Challenges we ran into

Throughout the development of this project, we faced several significant challenges, as it was our first experience integrating hardware into a hackathon project. Initially, we struggled to connect the motor to the Raspberry Pi and to establish WiFi connectivity, ultimately cycling through three different Raspberry Pis before finding a reliable one. Additionally, we encountered unexpected difficulties when designing and constructing the trashcan itself, particularly in positioning the motor and attaching a durable spinning platform capable of handling the trash load. On the software side, creating a functional and user-friendly GUI, effectively utilizing a webcam for object detection, and controlling the motor via an Arduino presented further obstacles

Accomplishments that we're proud of

We successfully combined hardware and software components for the first time, creating a functional prototype that addresses a real-world environmental issue. Our ability to collaboratively troubleshoot complex problems, persist through setbacks, and innovate solutions under pressure demonstrates our team's strength, adaptability, and commitment to making a positive impact.

What we learned

Through this project, we learned valuable technical and practical skills, including integrating hardware components with software, troubleshooting hardware-software interactions, and effective teamwork under tight deadlines. Moreover, we gained deeper insights into recycling practices and the importance of user-friendly interfaces to encourage sustainable behavior, significantly enriching our perspective on technology-driven environmental solutions.

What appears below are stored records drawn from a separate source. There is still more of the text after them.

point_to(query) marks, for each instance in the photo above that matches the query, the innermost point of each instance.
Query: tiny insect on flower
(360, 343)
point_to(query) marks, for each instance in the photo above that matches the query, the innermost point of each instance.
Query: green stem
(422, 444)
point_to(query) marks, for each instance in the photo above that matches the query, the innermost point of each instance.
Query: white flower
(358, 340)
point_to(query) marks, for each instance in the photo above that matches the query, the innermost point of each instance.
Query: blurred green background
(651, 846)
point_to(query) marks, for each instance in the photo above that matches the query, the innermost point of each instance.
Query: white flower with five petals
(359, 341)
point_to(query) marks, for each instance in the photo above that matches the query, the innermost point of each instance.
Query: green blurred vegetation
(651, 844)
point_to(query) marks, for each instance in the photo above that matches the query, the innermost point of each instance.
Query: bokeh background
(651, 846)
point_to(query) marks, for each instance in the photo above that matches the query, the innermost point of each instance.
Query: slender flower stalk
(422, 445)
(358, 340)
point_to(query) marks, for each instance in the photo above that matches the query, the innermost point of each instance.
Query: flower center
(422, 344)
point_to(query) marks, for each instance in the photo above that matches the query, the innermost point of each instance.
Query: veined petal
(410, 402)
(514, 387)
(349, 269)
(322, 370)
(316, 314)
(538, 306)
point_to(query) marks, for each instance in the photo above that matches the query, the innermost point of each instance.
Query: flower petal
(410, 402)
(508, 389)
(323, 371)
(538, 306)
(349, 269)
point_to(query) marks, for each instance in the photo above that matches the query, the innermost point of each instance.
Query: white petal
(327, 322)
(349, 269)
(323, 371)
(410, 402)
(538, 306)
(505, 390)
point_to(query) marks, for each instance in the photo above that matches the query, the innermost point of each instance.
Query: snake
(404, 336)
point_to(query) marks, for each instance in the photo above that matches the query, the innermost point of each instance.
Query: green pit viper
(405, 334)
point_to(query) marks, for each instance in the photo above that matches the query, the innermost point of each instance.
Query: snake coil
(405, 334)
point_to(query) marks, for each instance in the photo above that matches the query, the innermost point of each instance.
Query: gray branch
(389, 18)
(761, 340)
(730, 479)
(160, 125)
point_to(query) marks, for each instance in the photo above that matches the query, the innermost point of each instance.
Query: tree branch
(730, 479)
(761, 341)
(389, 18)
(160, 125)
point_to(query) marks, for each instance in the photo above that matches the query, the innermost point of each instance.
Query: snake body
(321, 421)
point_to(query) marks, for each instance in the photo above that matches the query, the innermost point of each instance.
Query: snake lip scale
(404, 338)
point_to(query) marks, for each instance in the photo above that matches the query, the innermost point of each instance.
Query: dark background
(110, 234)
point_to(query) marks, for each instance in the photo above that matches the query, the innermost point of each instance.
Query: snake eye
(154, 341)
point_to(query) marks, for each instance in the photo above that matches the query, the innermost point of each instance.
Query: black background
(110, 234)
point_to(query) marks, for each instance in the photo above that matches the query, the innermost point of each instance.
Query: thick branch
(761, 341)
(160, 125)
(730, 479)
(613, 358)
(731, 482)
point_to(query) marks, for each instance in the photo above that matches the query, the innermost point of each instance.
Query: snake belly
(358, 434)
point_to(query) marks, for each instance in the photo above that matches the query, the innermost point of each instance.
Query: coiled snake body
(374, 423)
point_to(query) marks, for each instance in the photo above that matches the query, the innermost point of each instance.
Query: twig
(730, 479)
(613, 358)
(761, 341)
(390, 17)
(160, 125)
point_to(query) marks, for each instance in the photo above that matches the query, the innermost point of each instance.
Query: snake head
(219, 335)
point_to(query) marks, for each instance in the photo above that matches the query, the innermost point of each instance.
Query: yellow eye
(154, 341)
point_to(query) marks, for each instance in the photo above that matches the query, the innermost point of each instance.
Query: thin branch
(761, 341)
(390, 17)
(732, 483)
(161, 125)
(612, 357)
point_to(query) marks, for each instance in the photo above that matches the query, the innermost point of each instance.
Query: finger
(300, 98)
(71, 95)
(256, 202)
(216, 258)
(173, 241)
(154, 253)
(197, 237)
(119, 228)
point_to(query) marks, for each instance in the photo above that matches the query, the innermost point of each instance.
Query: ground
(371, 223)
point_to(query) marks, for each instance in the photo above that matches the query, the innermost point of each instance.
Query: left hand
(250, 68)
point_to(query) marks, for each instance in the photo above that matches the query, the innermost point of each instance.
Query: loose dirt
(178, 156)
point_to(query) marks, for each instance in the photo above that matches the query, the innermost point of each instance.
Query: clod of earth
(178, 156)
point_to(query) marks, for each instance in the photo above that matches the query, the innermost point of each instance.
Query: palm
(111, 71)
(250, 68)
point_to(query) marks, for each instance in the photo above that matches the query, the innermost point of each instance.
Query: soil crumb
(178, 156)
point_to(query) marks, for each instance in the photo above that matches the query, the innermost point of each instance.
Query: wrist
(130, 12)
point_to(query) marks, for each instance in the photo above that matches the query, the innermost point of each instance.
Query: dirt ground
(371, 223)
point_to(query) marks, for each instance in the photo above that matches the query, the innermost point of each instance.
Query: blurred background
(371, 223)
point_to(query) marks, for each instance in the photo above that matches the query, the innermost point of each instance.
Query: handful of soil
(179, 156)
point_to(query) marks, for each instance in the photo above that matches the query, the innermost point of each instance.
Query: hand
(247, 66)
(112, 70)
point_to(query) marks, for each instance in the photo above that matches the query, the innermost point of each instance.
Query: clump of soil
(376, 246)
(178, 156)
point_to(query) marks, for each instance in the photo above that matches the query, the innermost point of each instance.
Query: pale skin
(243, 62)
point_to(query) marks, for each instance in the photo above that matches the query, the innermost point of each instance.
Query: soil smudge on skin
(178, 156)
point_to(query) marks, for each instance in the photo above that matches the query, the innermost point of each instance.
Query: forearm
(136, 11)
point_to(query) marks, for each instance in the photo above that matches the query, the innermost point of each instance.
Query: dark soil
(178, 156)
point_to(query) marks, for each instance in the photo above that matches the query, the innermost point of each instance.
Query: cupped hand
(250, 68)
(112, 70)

What's next for Consolimate

Moving forward, Consolimate aims to focus on scalability, ensuring that our solution can be effectively implemented across various campuses and public spaces. Our next steps involve refining our hardware to enhance reliability and efficiency, expanding software capabilities for better real-time analytics, and improving the user interface for wider user adoption. We plan to establish strategic partnerships and conduct pilot tests to validate our system in real-world environments, ultimately aiming to create a robust, scalable solution that meaningfully contributes to global sustainability efforts.